Untuk itu, menjadi politik asal Sumenep, Madura, ini berharap kejadian ini pelajaran bagi mahasiswa ke depan agar menjaga kemurnian aksi massa.

menjalankan aksi manajemen massa yang terorganisasi dengan baik serta menjalankan diri dari aksi kekerasan dan vandalisme.

Baca juga: Pemkot Jaktim bantah pertimbangkan cabut KJP pelajar yang ikut demo
Baca juga: Polisi selidiki video viral terkait massa keroyok polantas di tol


 

Politisi PDIP yang juga Ketua Badan Anggaran DPR RI MH Said Abdullah. (ANTARA/HO-dokpri)



Mengatakan menilai naiknya eskalasi politik saat ini dipicu oleh sebagian pembantu presiden yang tidak bertanggung jawab mengajukan penundaan penundaan pemilu dan perpanjangan masa jabatan hingga tiga periode.

Padahal nyata-nyata wacana tersebut bertentangan dengan konstitusi. “Agar kiranya Presiden Joko Widodo serius mengembangkan pembantu-pembantunya yang merupakan langkah-langkah kontraproduktif,” katanya.

Said juga berharap setelah mengikuti penyelenggaraan penyelenggara pemilu, yakni Komisioner KPU dan Bawaslu, Komisioner KPU dan Bawaslu, Komisioner memungkinkan mempersiapkan pelaksanaan pelaksanaan dan berbagai ketentuan ketentuan peraturan perundang-undangan, dengan pemerintah dan DPR RI.

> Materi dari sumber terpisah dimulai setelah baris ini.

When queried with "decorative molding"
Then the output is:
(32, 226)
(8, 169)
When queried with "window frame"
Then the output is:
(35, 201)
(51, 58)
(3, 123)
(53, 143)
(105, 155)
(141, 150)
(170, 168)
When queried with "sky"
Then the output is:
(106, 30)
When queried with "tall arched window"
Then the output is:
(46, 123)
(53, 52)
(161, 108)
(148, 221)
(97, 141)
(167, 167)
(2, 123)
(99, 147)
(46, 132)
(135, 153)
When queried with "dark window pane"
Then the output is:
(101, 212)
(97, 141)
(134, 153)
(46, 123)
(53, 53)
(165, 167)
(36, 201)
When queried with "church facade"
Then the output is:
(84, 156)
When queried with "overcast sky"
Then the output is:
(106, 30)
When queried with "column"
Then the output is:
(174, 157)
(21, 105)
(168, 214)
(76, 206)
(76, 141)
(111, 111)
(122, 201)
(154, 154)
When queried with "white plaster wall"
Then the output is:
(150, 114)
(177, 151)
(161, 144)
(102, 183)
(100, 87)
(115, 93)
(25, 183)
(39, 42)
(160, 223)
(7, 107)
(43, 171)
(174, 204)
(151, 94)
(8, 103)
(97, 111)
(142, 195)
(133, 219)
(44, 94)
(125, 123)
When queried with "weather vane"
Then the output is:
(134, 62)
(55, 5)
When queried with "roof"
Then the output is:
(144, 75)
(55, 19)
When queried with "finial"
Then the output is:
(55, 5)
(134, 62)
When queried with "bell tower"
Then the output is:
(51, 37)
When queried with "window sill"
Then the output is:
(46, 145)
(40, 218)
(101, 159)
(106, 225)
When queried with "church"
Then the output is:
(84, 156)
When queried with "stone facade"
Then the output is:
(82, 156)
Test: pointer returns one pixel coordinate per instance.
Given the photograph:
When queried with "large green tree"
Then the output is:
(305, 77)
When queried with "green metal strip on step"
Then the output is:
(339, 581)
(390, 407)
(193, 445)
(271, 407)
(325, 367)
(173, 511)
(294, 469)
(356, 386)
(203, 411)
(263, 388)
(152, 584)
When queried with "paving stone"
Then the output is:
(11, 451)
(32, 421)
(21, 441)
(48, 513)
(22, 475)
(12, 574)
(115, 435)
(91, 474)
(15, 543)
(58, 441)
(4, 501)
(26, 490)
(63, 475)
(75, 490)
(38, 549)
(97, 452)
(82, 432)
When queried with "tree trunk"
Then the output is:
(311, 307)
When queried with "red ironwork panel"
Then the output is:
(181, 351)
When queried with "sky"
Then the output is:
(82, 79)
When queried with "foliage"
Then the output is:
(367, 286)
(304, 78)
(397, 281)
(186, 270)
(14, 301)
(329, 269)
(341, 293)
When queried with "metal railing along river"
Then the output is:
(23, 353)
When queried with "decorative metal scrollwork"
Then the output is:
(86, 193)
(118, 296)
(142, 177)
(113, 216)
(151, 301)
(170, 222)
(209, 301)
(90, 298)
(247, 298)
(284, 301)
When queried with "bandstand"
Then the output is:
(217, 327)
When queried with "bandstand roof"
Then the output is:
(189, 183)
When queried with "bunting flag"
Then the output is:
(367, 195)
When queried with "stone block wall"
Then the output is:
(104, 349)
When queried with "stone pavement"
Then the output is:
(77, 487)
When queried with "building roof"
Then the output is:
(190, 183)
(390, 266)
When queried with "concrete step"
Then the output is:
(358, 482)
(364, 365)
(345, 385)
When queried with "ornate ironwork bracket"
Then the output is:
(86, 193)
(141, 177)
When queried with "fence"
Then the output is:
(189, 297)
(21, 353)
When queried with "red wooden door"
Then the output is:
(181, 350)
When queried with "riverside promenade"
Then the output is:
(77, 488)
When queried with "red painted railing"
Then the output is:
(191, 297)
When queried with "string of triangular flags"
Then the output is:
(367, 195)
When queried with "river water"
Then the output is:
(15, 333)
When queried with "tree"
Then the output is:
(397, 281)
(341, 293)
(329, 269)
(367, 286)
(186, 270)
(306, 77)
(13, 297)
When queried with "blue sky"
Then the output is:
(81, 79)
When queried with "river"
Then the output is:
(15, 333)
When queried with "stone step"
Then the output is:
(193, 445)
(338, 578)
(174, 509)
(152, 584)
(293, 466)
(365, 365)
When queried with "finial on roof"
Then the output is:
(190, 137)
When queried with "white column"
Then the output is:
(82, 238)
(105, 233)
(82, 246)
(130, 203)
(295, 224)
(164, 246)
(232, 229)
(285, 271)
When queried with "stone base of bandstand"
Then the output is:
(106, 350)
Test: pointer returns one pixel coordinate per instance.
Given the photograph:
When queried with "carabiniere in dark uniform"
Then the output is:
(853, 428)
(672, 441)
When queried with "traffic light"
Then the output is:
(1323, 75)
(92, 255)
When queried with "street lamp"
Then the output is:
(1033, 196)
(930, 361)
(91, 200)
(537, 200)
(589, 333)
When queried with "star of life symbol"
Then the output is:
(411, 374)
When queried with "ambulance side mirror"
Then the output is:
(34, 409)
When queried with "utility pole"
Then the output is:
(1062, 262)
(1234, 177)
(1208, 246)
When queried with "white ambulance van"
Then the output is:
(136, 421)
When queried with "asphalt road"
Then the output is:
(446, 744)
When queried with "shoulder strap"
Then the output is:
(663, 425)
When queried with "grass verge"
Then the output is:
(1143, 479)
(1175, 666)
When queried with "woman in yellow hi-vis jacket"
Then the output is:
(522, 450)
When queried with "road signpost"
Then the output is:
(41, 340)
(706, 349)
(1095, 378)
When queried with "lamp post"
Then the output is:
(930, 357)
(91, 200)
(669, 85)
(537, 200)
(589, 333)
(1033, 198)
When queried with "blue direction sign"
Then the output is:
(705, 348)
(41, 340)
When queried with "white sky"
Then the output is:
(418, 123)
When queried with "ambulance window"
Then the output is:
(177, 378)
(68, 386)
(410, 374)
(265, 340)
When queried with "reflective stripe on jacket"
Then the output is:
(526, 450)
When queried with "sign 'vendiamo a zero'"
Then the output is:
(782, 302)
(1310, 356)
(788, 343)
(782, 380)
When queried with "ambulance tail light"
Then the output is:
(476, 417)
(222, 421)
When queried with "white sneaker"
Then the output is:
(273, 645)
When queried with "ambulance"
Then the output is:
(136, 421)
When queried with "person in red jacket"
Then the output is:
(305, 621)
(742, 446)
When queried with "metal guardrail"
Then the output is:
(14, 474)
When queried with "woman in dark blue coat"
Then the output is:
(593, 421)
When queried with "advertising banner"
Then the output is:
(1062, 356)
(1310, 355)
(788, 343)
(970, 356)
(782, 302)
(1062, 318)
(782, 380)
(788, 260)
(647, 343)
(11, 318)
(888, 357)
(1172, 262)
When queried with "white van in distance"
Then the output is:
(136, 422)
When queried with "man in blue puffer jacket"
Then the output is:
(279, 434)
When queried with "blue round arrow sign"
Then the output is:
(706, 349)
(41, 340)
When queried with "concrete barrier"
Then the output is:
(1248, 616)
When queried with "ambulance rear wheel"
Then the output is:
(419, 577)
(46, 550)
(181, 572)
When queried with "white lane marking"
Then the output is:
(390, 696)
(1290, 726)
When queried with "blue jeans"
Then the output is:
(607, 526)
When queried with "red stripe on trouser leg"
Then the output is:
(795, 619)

PDI Perjuangan meminta semua pihak untuk menghentikan hiruk-pikuk tentang penundaan pemilu dan perpanjangan masa jabatan presiden.

“Hendaknya semua pihak mempersiapkan pelaksanaan pemilu dan pilkada serentak 2024 berjalan lebih berkualitas baik dari sisi pemilih, kontestan maupun penyelenggara dan sistemnya,” kata Said.

Pewarta: Ganet Dirgantara
Redaktur: Sri Muryono
HAK CIPTA © ANTARA 2022

Leave A Reply

Your email address will not be published.